Friday 24 May 2013

Flying Nurses




Photograph taken out on a rural air-strip a few years ago, in Western Australia.


I took this picture while waiting on a small dirt runway in South West Australia while our patient waited on a stretcher in a corrugated iron shed. Emergency night transfers at the time required the State Emergency Services to set up runway lights in the dark. Today, many rural air-feilds have runway lights activated from the closest major metropolitan city, which  is  usually a few hundred kilometers away. Small, remote sites do still often rely on a local farmers's paddock (Boyupbrook have a fabulous paddock) for patient evacuations. The Royal Flying Doctor's planes will often land before us and pull up a few feet away from the ambulance. The patient is then transferred onto another trolley out in the open, on the runway, and then we load them up for their flight.

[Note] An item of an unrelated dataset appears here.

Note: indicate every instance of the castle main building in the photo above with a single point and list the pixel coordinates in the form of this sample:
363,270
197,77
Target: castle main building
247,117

 One winter's afternoon, after a long drive through the Stirling ranges, our ambulance was diverted to an airfield in Albany. Two other ambulances were already waiting. Here, out on an icy tarmac, I met up with Val, a nurse I had worked with 17 years before. Delighted to catch up, we spoke briefly on the runway while a young doctor from Perth climbed into each ambulance to examine two patients destined for ICU and to do a ring block on a young man's badly injured hand. 





*Most of the present  Western Australian health sites are preventing nurses and  doctors from recording their experiences online and recent health department directives have made it an offence to keep online diaries of their unique work practice.